Spy cameras installed by a Heckmondwike company after valuable equipment went missing showed an employee helping himself to hard drives.

James Hartley, a product assistant at Videcon in Smithies Lane, stole 1,158 hard drives worth more than £100,000, which he sold on eBay.

Leeds Crown Court heard that bosses at the firm were so concerned when stock checks showed the computer equipment was disappearing, that they put in covert CCTV cameras.

Hartley was spotted taking a box to his office, but when spot checks were made in that department, no-one, including Hartley, said they had used them.

Brian Outwaite, prosecuting, told the court that Hartley – worried that the net was closing in on him – then sent an email saying he had remembered putting some in storage. Confronted over the CCTV, he accepted stealing 20 units on one occasion but further examination of the cameras again showed him taking hard drives.

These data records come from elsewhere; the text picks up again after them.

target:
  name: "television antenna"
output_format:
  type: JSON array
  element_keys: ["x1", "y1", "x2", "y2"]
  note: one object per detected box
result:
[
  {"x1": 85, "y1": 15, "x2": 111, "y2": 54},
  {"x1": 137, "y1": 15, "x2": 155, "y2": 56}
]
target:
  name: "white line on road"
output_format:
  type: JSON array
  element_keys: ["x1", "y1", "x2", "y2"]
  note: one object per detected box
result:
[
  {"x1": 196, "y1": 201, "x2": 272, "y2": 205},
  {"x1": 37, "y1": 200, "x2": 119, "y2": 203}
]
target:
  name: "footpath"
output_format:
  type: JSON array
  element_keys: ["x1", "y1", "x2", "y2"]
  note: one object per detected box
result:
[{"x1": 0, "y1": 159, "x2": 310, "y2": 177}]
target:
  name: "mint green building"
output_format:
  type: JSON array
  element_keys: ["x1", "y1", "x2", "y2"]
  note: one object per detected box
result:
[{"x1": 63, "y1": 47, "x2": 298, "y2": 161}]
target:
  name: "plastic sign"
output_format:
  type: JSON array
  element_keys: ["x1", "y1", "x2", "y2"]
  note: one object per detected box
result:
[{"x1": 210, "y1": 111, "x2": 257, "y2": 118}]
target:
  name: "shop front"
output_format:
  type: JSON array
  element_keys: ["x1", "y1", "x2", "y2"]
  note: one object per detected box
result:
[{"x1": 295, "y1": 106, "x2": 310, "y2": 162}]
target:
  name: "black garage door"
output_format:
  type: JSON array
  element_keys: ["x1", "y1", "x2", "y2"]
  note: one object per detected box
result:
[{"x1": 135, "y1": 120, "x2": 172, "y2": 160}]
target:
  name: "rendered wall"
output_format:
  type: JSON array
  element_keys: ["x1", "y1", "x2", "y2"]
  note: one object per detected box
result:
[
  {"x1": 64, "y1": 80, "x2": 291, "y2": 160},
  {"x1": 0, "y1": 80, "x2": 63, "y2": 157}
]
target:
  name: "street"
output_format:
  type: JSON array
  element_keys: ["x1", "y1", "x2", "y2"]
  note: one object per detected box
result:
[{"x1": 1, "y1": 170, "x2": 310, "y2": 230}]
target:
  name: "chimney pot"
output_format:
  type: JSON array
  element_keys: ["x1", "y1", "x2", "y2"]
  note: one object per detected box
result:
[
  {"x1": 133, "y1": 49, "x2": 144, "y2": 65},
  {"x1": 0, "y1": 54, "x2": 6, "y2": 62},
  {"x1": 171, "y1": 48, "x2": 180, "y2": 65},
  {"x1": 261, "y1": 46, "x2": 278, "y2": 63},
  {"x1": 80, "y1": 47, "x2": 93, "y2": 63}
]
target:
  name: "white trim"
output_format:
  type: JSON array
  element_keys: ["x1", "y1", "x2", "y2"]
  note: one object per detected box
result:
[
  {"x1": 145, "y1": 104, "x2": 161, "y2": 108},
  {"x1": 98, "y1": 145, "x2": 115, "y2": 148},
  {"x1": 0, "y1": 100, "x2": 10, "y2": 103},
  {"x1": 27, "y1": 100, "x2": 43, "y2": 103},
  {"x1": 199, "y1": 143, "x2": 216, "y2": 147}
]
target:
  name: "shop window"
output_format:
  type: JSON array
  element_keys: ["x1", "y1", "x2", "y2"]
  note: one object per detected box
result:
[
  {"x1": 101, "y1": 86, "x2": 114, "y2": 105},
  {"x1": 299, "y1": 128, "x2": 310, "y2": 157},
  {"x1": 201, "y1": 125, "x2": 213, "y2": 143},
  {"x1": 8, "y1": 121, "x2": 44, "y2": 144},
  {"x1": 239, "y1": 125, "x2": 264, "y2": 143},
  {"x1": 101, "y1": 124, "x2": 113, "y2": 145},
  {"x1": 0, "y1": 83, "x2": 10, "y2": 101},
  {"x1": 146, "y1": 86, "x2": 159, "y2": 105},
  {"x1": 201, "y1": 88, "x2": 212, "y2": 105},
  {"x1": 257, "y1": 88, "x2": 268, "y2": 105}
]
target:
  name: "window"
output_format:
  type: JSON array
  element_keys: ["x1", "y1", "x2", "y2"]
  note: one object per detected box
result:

He was then invited to a second meeting with two directors and the operations manager and admitted stealing 550 hard drives which he said he had sold on eBay for £57,000.

Hartley said the money was still in his PayPal account and it was found to contain £56,919 which was returned to the firm and Hartley was sacked.

But investigation of his eBay account showed that he had stolen and sold more than he had admitted, a total of 1,158 hard drives worth £101,876.80.

He was arrested and admitted the thefts, saying he had taken the items to try to pay bills, but ended up using the money to buy a car, going out, on clothes and taking his girlfriend on an £1,800 holiday.

Hartley, 23 of North View Road, Bradford, was jailed for 20 months after he admitted theft.

Mitigating, Khaleeq Zaman said Hartley was thoroughly remorseful and apologetic and realised he had betrayed his employer’s trust.

He had worked for Videcon for six years but stupidly began stealing intending to pay off his debts.

He sold the hard drives for less than the market value but could not explain why he did not use the money on his debts as planned but instead on his own lifestyle.

Jailing Hartley, the Recorder of Leeds, Judge Peter Collier QC said prison had to be immediate, the offences had taken place over a lengthy period of time and suspicion had been thrown on others as a result of his actions.